DownloadHow It Works
3GP files store audio typically encoded as AAC or MP3 at low bitrates (often 64kbps or below) to meet the bandwidth and storage constraints of 3G mobile networks. During this conversion, FFmpeg discards the video stream entirely using the -vn flag, then decodes the compressed mobile audio and re-encodes it using the AC3 (Dolby Digital) codec via the ac3 encoder. This is a full transcode — not a remux — because AC3 is a fundamentally different codec from the AAC or MP3 audio in a 3GP container. The output is a standalone .ac3 bitstream file containing Dolby Digital audio at 192kbps by default, ready for use in DVD authoring tools, A/V receivers, or broadcast pipelines. Because the source audio was already lossy, there will be some generation loss from decoding and re-encoding; setting a higher output bitrate cannot recover detail lost in the original 3GP encoding.
What Each Flag Does
| Flag | What it does |
|---|---|
ffmpeg
|
Invokes the FFmpeg binary — the open-source multimedia processing engine running locally in your browser via WebAssembly (FFmpeg.wasm), or on your desktop when run in a terminal. |
-i input.3gp
|
Specifies the input 3GP file. FFmpeg will detect the container and identify the audio codec inside (typically AAC or MP3) along with the video stream, both of which are read before processing begins. |
-vn
|
Disables video output entirely, discarding the H.264 or MJPEG video stream from the 3GP file. This is critical because AC3 is a pure audio format and cannot carry a video stream. |
-c:a ac3
|
Selects FFmpeg's native AC3 encoder to produce a Dolby Digital audio stream, transcoding from the 3GP source codec (AAC or MP3) into the AC3 format used in DVDs, Blu-rays, and broadcast television. |
-b:a 192k
|
Sets the AC3 output bitrate to 192 kilobits per second, the standard minimum for stereo Dolby Digital in DVD authoring.
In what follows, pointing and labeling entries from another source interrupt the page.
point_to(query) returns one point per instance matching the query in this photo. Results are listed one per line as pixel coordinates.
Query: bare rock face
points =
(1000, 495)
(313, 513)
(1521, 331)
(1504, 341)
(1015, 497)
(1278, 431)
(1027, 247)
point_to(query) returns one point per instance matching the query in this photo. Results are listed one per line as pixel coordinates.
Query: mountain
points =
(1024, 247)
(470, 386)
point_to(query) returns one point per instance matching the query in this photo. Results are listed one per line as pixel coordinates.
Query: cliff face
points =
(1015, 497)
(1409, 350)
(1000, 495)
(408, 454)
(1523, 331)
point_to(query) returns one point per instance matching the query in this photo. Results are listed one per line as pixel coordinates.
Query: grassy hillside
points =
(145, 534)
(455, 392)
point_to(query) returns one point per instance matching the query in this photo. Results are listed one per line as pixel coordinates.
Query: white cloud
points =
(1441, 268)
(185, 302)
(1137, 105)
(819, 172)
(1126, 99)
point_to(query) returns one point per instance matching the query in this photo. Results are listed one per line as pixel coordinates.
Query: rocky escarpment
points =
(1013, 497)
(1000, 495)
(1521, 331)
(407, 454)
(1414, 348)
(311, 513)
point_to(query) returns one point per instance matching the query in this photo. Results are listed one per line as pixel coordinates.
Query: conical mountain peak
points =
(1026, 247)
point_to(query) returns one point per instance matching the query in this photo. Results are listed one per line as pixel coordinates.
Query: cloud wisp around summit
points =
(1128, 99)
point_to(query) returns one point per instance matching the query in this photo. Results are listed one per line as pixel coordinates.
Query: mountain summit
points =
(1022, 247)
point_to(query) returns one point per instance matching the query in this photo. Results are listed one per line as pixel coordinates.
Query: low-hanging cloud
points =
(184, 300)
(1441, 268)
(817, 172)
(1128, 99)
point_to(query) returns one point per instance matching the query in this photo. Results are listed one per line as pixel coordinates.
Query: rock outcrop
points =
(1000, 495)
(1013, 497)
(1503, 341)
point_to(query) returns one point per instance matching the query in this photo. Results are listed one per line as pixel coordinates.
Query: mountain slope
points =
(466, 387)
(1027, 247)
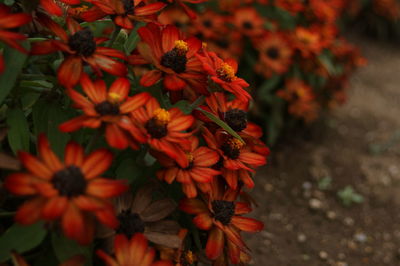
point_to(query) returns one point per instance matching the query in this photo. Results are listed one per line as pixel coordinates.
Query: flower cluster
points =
(280, 43)
(155, 129)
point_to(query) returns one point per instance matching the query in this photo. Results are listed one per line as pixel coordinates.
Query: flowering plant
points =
(292, 51)
(121, 139)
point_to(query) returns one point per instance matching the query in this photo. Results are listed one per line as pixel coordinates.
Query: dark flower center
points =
(236, 119)
(231, 148)
(82, 42)
(129, 223)
(69, 182)
(107, 108)
(247, 25)
(223, 43)
(223, 211)
(175, 59)
(128, 6)
(155, 129)
(207, 23)
(273, 53)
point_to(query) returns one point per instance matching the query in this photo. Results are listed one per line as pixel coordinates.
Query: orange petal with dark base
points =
(215, 243)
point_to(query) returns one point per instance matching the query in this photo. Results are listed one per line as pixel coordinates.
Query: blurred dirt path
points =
(306, 222)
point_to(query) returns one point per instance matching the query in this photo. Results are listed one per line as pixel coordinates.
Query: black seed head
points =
(232, 147)
(236, 119)
(128, 7)
(207, 23)
(69, 182)
(174, 59)
(247, 25)
(273, 53)
(107, 108)
(223, 210)
(129, 224)
(155, 129)
(223, 43)
(82, 42)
This is substantially higher than the typical 3GP audio bitrate but cannot recover quality lost in the original mobile encoding. |
output.ac3
|
Defines the output as a raw AC3 elementary stream file — a standalone Dolby Digital bitstream with no container wrapper, suitable for direct import into DVD authoring tools or professional broadcast encoding systems. |
Common Use Cases
- Converting a 3GP voice memo or field recording captured on an older mobile phone into an AC3 file for inclusion in a DVD or Blu-ray authoring project
- Extracting the audio track from a 3GP video received via MMS or downloaded from an early mobile content platform for use in a home theater system that accepts Dolby Digital
- Preparing mobile-captured event footage audio (concerts, sports clips) in AC3 format for integration into a broadcast or video-on-demand workflow that mandates Dolby Digital delivery
- Stripping the audio from a 3GP video file to create an AC3 surround-compatible track before re-muxing into an MKV or MP4 container alongside a separately upscaled video stream
- Archiving the audio from legacy 3GP content into a more durable format that is readable by professional A/V hardware, since 3GP container support is dropping from modern software
Frequently Asked Questions
No — the audio in a 3GP file is already lossy-compressed, typically as AAC at 64kbps or lower to meet mobile bandwidth limits. Converting to AC3 at 192kbps re-encodes the decoded audio into Dolby Digital, but it cannot restore detail that was discarded during the original mobile encoding. The output will be a larger, Dolby Digital-compatible file, but the perceptible audio quality ceiling is set by the 3GP source. If you need higher fidelity, the best approach is to obtain the original uncompressed audio before any mobile encoding occurred.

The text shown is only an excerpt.